I'd suggest that a cop at a gun show is NOT qualified legal advice. No cop anywhere is, and there's nothing penalizing them if they give you completely inaccurate information. Look at the laws, yourself, or get a lawyer to do it and give you a qualified professional legal opinion (and for a fee) but don't take a cop's advice as fact just because they are a cop. Trust, but VERIFY!

Lots of people have been busted for a crime that existed only in the cop's interpretation of the law, and we seldom hear of it, simply because the DA tossing the charges out isn't newsworthy.

It would seem to me that a gun in plain sight inside a vehicle isn't concealed, but I don't know the exact law in your state, all I'm saying is not to take the cop's word alone.
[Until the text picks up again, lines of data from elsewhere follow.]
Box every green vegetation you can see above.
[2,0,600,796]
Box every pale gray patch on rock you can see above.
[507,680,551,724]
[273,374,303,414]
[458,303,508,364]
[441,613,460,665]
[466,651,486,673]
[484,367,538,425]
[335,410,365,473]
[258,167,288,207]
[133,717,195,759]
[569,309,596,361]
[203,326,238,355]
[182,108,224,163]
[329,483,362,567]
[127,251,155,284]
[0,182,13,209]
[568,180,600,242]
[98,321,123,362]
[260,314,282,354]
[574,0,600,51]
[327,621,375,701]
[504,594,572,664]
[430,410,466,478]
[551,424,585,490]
There is a situation where a gun can legally be "loaded" without any ammunition physically in the gun. Sounds stupid, but its true, in some places because of the way the laws are worded. Some places, a gun isn't loaded unless there is ammunition inside it. Other places, if the gun, ammo, and you are all in the same compartment of the vehicle, the gun is legally loaded, even though it may not be physically loaded.

Cop A may tell you something, and Cop B bust you for doing exactly what Cop A said. Get independent advice from other sources, and you are better informed.

one thing about military grade, it is often not what most people think it is. I have no idea what it is today, but I do remember the "military grade", overseas shipment acceptance standard for accuracy of the M16A1 rifle in the 70s. 8 MOA. EIGHT MINUTE OF ANGLE was acceptable accuracy for the rifle to be shipped overseas for combat use. Rifles that shot worse than that were retained in the states, for training use.

And, interestingly enough, no unit I was ever involved with ever tested their rifles to see if they met that standard. including units overseas.

There is a "military grade" standard for everything the military uses and does. Whether or not items meet that standard, or are even tested against it, is another matter.